Illustration 8, page 9 of the manual shows the diagram with the plug (it's not shown in the manual but it comes with the decoder) for use with the Aristocraft DCC interface. You remove the dummy plug and plug in the decoder. But if the QSI is that cheap to buy then it's a no brainer for him using DC only. 

Keith


----------



## Greg Elmassian (Jan 3, 2008)

Good to know Keith, that's the XLS system, and it shows a wiring diagram only, but it does refer to a "supplied" DCC interface cable. 

Was not trying to be hard to get along with, but many people have told me that to them, plug and play is just that, nothing else than plugging in. Here you have to go through the (admittedly minimal) task of connecting the wires to the proper screw terminals, and making a jumper on one wire (smoke), then mounting the board. 

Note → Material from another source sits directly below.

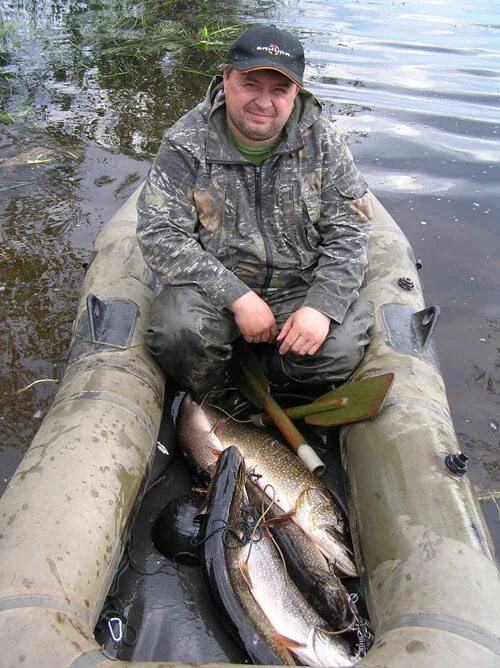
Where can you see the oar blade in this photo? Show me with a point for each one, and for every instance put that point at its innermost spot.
(365, 399)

http://www.massoth.com/dlbereich/datei.php?id=70 

Regards, Greg..


----------



## Cougar Rock Rail (Jan 2, 2008)

I hear yah, Greg...I haven't seen a plug and play unit yet that doesn't need some sort of adjustment... 
That's why I'm a big fan of the LGB onboard decoders, especially for locos with complicated lighting, working pantographs etc... 
It would be nice if QSI came out with some European sounds though at those prices... 
It would also be nice if all the decoder manufacturers would use standard sound formats so that sounds could be downloaded into any decoder in any combination. So separate files for bells, whistles, chuffs, announcements, etc....ahhh....not in my lifetime I'm afraid.  

Keith


----------



## Greg Elmassian (Jan 3, 2008)

I agree completely. 

I looked briefly at the Massoth decoder, and it really looks like a Uhlenbrook (spelling?) decoder, and has a lot of features. I'm working with a Zimo that has similar functions, many tweaks on sound, output to "puff" the smoke, etc. In terms of features, you can go completely crazy. 

The big problem I see is the lack of American sounds.... It's really hard to beat the sounds of the Phoenix library, and the QSI library for HO is good, and when it gets to be used for the G scale, it will be great. 

I guess I cannot blame manufacturers for making proprietary formats, to protect their investment... but it makes it tough on us consumers... 

Regards, Greg


----------



## Cougar Rock Rail (Jan 2, 2008)

You're right about the Phoenix sound...if only I could merge the Massoth sound decoder with some of the Phoenix sound adjustments...I love their computer interface and ability to customize the chuffs...it's awesome. Oh well, they didn't get to the moon in one day either... 

Keith


----------



## MGreenwood (Jan 22, 2008)

Stan thanks for the reference! I have to ask that you call my business number 503-265-8718. The number listed above is our home phone and you won't reach us during the day. 

Thanks everyone! 

Mike Greenwood


----------



## aceinspp (Jan 2, 2008)

Guess Ted ordered the QSI. Still the best bet for the money. Later RJD


----------



## Ted Yarbrough (Jan 2, 2008)

Friends, 
Got the QSI and install was simple! Works great. Loco does not even go backwards when you ring the bell or whistle with the reversing switch. This fact amazes me! Only complaint is chuff sounds like a diesel when running at anything above a crawl. RJ seems to think that can be fixed and I'll likely get with him sometime.


----------



## Greg Elmassian (Jan 3, 2008)

Easy to change, see my QSI page on my site for sort of a "cheat sheet", you just need to adjust the chuff interval. 

Glad you took the plunge. Are you running DC only so far? 

Regards, Greg


----------



## Ted Yarbrough (Jan 2, 2008)

Greg, 
Yes, only track powered DC.


----------